This is the most traditional approach, and it is good so far as it goes. Certainly, it does pay respect to salient—even critical—data. But good numbers can mask weak talent. The acquired company may for all practical purposes have been a one-man show. There may be no backup. That in itself is bad enough, but it becomes even more critical if the front man happens to depart in the aftermath of the acquisition.

There are too many external biasing factors that deserve consideration for the acquirer to simply assume that incumbents truly do deserve full credit for the current set of numbers. A quantitative analysis can be misleading in a variety of ways.

A Product of Good Times

A benevolent economy may deserve most of the credit for the acquired firm’s good financial performance. So the question that deserves thought is whether there is much proof that incumbents can manage a down economy or a post-merger situation successfully.

Short-Term Perspective

Management may be guilty of mortgaging the future to achieve short-term results. Statistics that look good today may have been achieved at tomorrow’s expense.

For example, the financial ledger may look good because there has been no money spent on R&D, capital improvements, and so on. The workforce may have been slashed to cut overhead, but this may have been done at the expense of adequate servicing of the company’s products. And, given time, these sorts of executive decisions could conceivably prove devastating to the firm. Numbers that look good on the surface may actually be fragile evidence of executive talent. Management may have built a house of cards that faces a shaky, uncertain future.

The Hand of Fate

Pure luck may have been on the company’s side. Chance timing may deserve most of the credit, as management simply may have stumbled into good fortune. Or a foolish gamble may have worked, although it never should have been taken.

The trend that has buoyed the financial picture may be about to reverse–for example a fast-growth strategy may be on the brink of corporate wreckage, with financial resources overextended and management capacities strained beyond reason.

Undeserved Credit?

It is possible that good numbers result primarily from the backup strength given by managers or technically skilled individuals who have already left the firm or who probably will leave. Likewise, managers or technical people may have been in slots where their own effectiveness has been masked by the strong or weak performance of another person.

In other words, who really owns the statistics? Who is primarily responsible for the acquired firm’s present financial status? Who has taken up the slack for whom?

A Race with Only One Runner

A quantitatively favorable picture may be the result of little or no competition. And that, of course, can conceivably change.

So long as one has the only grocery store in town, the numbers may look pretty good, but they may say very little about managerial competence. It is interesting to observe how many major corporations have appeared to be well managed until they were confronted with stiff competition from Japanese imports in the form of automobiles, steel, and electronics.

Environmental Forces

Changing markets and changing access to raw materials due to political/governmental forces may cause top management to have numbers that look particularly good or bad. For example, price supports, deregulation, import tariffs, weather, or even war are external forces that can bias a company’s financial picture dramatically without making any valid statement about the caliber of the management team.

False Statistics

Numbers often lie. And they are often manipulated to make top management look better than it should.
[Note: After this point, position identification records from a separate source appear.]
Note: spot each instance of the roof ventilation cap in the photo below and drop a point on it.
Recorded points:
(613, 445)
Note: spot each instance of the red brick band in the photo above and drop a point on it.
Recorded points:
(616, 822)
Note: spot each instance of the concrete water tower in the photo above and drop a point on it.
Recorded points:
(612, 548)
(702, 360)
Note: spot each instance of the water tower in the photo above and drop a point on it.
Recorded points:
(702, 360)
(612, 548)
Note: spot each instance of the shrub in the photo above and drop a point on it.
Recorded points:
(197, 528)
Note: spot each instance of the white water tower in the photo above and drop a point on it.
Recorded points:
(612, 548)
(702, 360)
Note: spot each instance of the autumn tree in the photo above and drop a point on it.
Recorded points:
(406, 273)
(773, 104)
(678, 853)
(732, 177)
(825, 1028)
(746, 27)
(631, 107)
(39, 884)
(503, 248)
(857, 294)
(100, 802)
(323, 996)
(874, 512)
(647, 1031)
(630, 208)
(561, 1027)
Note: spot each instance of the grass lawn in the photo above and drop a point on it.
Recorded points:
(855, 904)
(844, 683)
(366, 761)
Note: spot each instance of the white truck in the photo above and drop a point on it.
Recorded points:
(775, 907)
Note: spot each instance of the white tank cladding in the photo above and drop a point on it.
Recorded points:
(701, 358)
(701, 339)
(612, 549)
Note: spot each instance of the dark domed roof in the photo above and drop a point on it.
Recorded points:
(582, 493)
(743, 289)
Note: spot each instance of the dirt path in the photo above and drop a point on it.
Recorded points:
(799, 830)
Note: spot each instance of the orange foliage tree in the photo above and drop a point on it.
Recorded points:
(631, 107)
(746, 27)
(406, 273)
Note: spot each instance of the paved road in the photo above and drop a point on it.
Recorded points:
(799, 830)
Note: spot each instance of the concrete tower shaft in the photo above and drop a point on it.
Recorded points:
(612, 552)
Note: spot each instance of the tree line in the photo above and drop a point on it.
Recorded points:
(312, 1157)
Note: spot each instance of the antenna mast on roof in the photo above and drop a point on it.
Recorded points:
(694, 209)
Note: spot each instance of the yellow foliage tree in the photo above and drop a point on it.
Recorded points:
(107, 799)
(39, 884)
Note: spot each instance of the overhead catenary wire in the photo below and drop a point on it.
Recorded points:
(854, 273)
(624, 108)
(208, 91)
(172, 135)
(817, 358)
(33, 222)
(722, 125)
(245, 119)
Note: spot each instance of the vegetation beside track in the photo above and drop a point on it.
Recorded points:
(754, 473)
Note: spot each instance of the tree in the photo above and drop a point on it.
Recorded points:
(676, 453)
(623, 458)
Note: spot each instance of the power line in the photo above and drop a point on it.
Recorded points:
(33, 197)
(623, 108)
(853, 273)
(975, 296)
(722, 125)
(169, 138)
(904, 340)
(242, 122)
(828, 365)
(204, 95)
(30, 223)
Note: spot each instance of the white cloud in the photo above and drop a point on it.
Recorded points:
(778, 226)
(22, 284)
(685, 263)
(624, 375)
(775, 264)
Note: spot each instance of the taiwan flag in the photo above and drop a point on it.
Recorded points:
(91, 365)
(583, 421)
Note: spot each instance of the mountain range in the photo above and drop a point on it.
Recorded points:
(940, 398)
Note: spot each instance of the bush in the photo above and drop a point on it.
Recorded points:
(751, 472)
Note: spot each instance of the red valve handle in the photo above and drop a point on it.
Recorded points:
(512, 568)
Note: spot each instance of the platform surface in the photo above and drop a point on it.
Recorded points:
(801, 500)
For example, the way inventories and facilities are valued, the tax angles that are played, and other accounting shenanigans can present a very misleading picture regarding top management’s true track record.

In his book How to Measure Managerial Performance, Richard Sloma states:

Output from the accounting system, while perfectly acceptable to the public audit firm, may be not only useless to a management performance may be inaccurately measured. The “best” array of measures always includes a “blend” of data, from both outside and within the accounting system.

How versus How Much

Qualitative issues or factors may be more important than quantitative measures. For instance, an executive’s ethics, strategic vision, human relations skills, and so on may deserve more consideration than the numbers he or she can boast. Perhaps the executive swung a $50 million deal by making a $50,000 bribe or achieved impressive market share by stealing trade secrets. It might be that the CEO has an adversarial manner that has enabled him or her to aggressively generate some good financial results thus far, but that will eventually precipitate a strike or lawsuit. In short, you can’t separate the ends from the means.

But all too often, the leaders of an acquired firm are appraised on the basis of quantitative data, the profits, or the bottom line, what the company has shown vis-à-vis earnings, stock prices, and growth in revenues. Parent company executives need to scrutinize the qualitative data on its acquired management team, as this information represents part of the “hidden economics” of the deal.